Liz Arch is my new yoga hero. Not only is her practice powerful, she also has an incredibly kind spirit despite having been the victim of domestic violence. Liz is now West Coast director for Purple Dot Yoga Project, a nonprofit that raises awareness for domestic violence and supports victims through yoga.
Carin Gorrell: You’re trained in both martial arts and yoga, including getting your SmartFlow certification with Annie Carpenter. What do you like about both practices?
Liz Arch: I love the discipline, focus, strength, and humility they cultivate. They’re different paths to achieving similar things. Yoga emphasizes breath, body awareness, and inward reflection. It teaches you how to experience and interact with Self. Martial arts teach you how to interact with someone else’s energy, which ultimately brings you back to Self.
CG: When I learned of your experience with domestic abuse, I was shocked, saddened, and awed by your inner strength. But that first reaction is wrong—domestic violence can happen to anyone. How is Purple Dot Yoga Project addressing misconceptions like this?
LA: Chances are we all know someone who’s been affected, but it’s a silent epidemic that thrives on shame and fear. Part of our mission is to remove the stigma and shame and create a safe space for people to share their stories.

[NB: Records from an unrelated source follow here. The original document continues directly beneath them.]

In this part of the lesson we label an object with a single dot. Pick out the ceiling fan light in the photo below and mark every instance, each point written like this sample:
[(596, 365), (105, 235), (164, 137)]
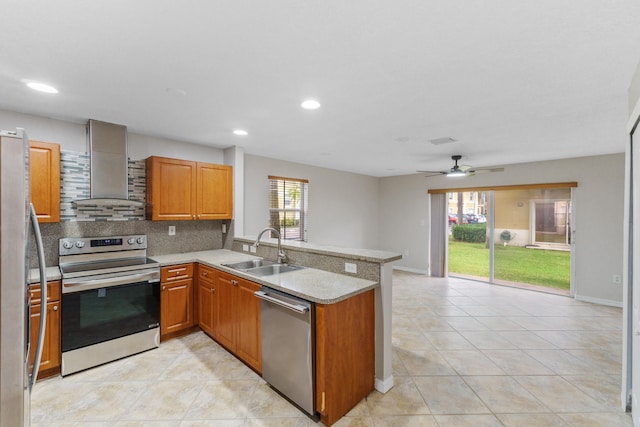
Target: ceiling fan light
[(456, 173)]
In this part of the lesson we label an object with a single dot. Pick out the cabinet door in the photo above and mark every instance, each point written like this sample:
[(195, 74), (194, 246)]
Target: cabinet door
[(345, 355), (44, 180), (215, 191), (171, 189), (176, 306), (249, 341), (51, 353), (207, 299), (226, 313)]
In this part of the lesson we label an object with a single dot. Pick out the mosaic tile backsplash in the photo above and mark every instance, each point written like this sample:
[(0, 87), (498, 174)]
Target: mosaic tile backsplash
[(75, 185)]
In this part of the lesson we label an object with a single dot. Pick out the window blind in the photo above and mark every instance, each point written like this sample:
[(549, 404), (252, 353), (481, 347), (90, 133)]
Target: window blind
[(288, 202)]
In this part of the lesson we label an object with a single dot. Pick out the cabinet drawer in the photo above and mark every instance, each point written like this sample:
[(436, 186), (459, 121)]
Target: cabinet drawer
[(176, 272), (206, 273), (53, 292)]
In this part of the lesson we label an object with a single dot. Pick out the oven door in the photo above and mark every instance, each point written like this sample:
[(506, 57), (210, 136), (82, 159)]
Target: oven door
[(94, 311)]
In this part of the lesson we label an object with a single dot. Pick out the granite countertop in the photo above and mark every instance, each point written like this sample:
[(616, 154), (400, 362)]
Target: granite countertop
[(371, 255), (309, 283), (52, 273)]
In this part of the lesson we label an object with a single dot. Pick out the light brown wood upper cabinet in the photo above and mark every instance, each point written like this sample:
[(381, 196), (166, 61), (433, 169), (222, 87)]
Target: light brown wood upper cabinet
[(44, 180), (185, 190)]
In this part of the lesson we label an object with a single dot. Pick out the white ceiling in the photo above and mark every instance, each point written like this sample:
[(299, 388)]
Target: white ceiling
[(512, 81)]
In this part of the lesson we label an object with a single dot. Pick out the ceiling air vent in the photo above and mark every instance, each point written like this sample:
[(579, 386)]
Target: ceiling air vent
[(443, 140)]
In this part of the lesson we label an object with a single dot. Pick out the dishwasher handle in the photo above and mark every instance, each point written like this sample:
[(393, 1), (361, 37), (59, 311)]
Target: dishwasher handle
[(294, 307)]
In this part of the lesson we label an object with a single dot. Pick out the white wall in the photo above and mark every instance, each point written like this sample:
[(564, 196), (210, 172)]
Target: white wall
[(343, 207), (598, 203), (72, 137), (634, 91)]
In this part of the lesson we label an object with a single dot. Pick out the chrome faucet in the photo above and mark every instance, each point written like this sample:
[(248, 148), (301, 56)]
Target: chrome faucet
[(282, 257)]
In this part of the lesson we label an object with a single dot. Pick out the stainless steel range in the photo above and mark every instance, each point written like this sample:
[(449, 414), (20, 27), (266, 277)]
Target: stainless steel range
[(110, 300)]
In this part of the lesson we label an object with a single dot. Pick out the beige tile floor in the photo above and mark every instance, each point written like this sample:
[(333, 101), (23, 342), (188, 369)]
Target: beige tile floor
[(464, 354)]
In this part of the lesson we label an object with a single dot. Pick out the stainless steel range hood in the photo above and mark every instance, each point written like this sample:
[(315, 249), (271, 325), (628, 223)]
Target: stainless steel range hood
[(108, 153)]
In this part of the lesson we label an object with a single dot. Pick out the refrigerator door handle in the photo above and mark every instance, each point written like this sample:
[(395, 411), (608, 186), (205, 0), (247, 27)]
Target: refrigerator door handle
[(43, 297)]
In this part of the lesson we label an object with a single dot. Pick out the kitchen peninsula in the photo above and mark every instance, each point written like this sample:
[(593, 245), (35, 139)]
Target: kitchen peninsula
[(347, 321)]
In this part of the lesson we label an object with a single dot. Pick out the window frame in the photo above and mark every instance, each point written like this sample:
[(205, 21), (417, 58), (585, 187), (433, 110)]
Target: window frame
[(278, 215)]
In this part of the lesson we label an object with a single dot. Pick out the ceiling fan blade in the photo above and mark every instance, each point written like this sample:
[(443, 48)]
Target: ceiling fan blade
[(483, 170)]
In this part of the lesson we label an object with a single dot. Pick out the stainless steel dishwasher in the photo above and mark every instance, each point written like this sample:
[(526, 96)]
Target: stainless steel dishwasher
[(288, 346)]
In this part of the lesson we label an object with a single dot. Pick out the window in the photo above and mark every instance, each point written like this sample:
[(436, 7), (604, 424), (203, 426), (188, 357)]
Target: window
[(288, 200)]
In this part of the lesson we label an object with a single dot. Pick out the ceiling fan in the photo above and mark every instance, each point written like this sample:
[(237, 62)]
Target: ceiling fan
[(461, 170)]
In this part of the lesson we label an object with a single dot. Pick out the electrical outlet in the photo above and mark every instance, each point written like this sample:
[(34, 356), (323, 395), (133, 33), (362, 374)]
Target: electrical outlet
[(350, 267)]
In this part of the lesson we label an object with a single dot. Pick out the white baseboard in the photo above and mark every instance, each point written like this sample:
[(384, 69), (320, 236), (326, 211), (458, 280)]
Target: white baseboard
[(599, 301), (410, 270), (384, 386)]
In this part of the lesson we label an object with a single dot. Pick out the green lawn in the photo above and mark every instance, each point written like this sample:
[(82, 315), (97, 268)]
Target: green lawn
[(512, 263)]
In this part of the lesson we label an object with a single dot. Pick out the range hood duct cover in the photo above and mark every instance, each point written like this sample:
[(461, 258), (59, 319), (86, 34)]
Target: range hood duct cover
[(109, 165)]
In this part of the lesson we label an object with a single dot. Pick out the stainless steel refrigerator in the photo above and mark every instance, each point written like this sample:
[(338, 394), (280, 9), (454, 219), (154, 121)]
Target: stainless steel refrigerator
[(16, 212)]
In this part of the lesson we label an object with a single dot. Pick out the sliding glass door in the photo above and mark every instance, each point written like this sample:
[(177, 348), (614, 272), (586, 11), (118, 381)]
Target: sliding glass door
[(518, 236)]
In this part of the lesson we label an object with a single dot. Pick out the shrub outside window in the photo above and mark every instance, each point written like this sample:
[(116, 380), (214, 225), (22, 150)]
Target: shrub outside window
[(288, 202)]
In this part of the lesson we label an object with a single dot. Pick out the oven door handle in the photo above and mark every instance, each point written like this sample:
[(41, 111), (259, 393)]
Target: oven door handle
[(78, 285)]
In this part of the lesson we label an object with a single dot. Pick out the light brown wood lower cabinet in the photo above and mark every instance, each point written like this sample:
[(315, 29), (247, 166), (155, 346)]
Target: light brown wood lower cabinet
[(176, 300), (238, 318), (207, 299), (345, 355), (51, 350)]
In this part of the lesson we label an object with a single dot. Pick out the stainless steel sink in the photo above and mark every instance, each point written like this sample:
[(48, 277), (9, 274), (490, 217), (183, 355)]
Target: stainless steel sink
[(247, 265), (263, 267), (268, 270)]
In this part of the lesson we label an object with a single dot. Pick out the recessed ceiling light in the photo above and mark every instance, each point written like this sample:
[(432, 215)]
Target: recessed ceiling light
[(310, 104), (42, 87), (176, 91)]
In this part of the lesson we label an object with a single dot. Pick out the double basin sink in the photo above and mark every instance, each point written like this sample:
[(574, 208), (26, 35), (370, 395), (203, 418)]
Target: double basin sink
[(263, 267)]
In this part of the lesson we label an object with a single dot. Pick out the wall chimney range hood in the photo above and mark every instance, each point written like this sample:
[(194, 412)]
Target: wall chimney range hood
[(109, 165)]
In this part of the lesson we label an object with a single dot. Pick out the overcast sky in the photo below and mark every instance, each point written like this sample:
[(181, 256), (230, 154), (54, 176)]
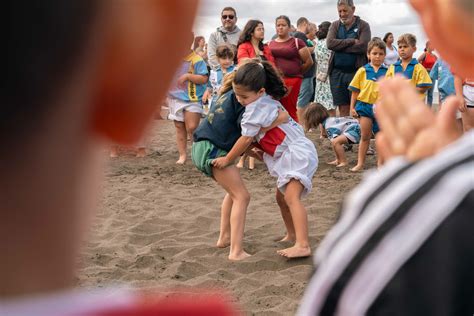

It’s healing to know you aren’t alone.
CG: What message do you have for survivors?
LA: You are not alone. You are worthy. You are not broken; you are, in fact, beautifully whole. No matter what you’ve been through, you have the power to write a brave, new ending. It will take work. It will take courage. But healing is possible, and the gift of your trauma is that it creates resiliency and reveals your strength.
CG: Your new YJ online course focuses on mastering tough yoga poses like Flying Pigeon. What do you hope students get out of it?
LA: My intention is to make challenging poses like arm balances and inversions accessible by giving you tools to build strength, balance, and confidence. The course follows an intelligent progression, so poses that may have once eluded you begin to feel like second nature.
CG: What’s your favorite yoga pose?
LA:Adho Mukha Vrksasana (Handstand): It represents the opportunity to breathe, stay calm, cultivate balance, and find strength when your world is literally flipped upside down.
CG: Do you have a mantra or words of wisdom that you live by?
LA: There have been so many moments in my life when I’ve felt small, disempowered, and unworthy, so one of my favorite mantras is “I am enough.” I’ve also felt so much fear and self-doubt, so my other go-to mantra is FEAR: “Face Everything and Rise.”